Little endian Vs Big endian

Question

Lets say I have 4Byte integer and I want to cast it to 2Byte short integer. Am I right that in both (little and big endian) short integer will consist of 2 least significant bytes of this 4Byte integer?

Second question:
What will be the result of such code in little endian and big endian processor?

int i = some_number;  
short s = *(short*)&i;

IMHO in big endian processor 2 most significant bytes would be copied, and in little endian 2 least significant bytes would be copied.

Answer 1

Am I right that in both short integer will consist of 2 least significant bytes of this 4Byte integer?

Yes, by definition.

The difference between bigE and littleE is whether the least significant byte is at the lowest address or not.
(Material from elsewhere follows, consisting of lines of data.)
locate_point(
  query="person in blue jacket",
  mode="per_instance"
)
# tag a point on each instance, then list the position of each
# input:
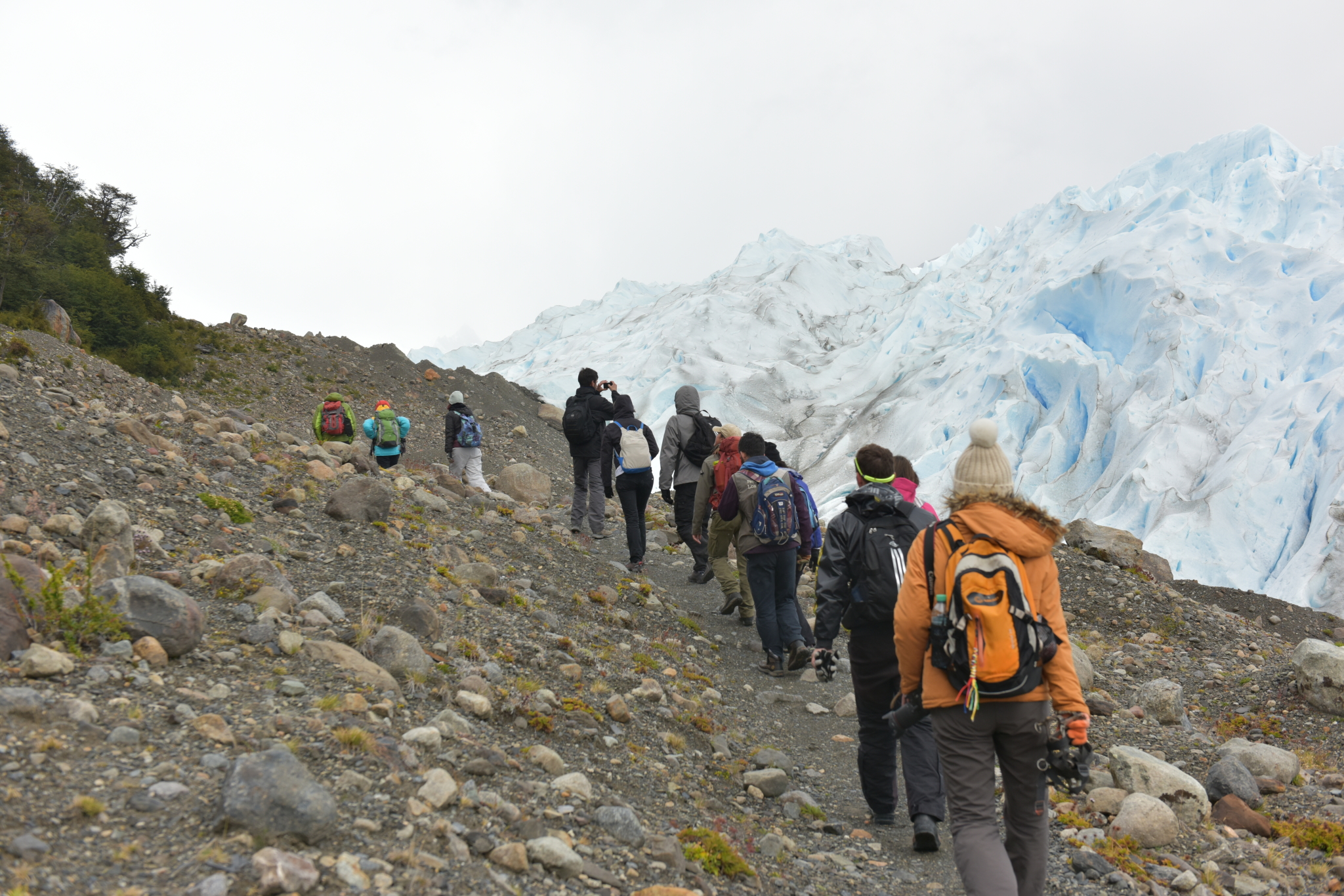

On a little endian processor, the lowest addresses are the least significant bits, x86 does it this way.

These give the same result on little E.

short s = (short)i;
short s = *(short*)&i;

On a big endian processor, the highest addresses are the least significant bits, 68000 and Power PC do it this way (actually Power PC can be both, but PPC machines from Apple use bigE)

These give the same result on big E.

short s = (short)i;
short s = ((short*)&i)[1]; // (assuming i is 4 byte int)

So, as you can see, little endian allows you to get at the least significant bits of an operand without knowning how big it is. little E has advantages for preserving backward compatibility.

So what's the advantage of big endian? It creates hex dumps that are easier to read.

Really, the engineers at Motorola thought that easing the burden of reading hex dumps was more important than backward compatibility. The engineers at Intel believed the opposite.

Answer 2

1. Yes. When you convert values, you don't have to worry about endianness.

2. Yes. When you convert pointers, you do.